China is expected to reduce taxes by 680 billion RMB ($98.74 billion) by April 30, after comprehensively replacing business tax with value added tax (VAT) for one year, said Wang Jun, head of the country’s State Administration of Taxation, on April 13.
Wang said at the fourth meeting of the Organization for Economic Cooperation and Development (OECD) Global Forum on VAT that China has achieved a total tax reduction of 1.2 trillion RMB between January 2012, when the country began its pilot VAT reform, and February 2017. In addition to tax reduction, Wang said China’s VAT reform has also promoted adjustment of the economic structure, stimulated innovation and entrepreneurship, accelerated financial and taxation reform, and normalized market order.
According to Wang, China’s VAT reform involves nearly 16 million enterprises and 10 million individual taxpayers, replacing business taxes of over 2 trillion RMB. He said it has groundbreaking significance for the incorporation of banking, insurance and security businesses into the scope of VAT collection.
Representatives attending the forum from various countries expressed the belief that successful VAT reform showcases China’s excellent strategic execution of economic reform.
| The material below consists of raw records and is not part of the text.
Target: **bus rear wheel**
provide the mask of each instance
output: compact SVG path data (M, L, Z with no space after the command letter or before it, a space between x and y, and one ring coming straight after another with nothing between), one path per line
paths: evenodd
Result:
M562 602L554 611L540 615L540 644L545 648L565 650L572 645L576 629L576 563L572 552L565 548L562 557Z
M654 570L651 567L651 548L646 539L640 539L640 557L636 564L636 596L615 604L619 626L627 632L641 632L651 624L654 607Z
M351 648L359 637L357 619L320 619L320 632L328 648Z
It will not only spur the country’s economic growth, but will also inject momentum into global economic development, according to the representatives, who also noted that China’s practice has provided a successful example of tax reform for the international community in recent years.
The OECD Global Forum on VAT is the forum with the greatest degree of global participation and with the broadest scope of cooperation. Tax departments from more than 100 countries and international organizations attended the meeting.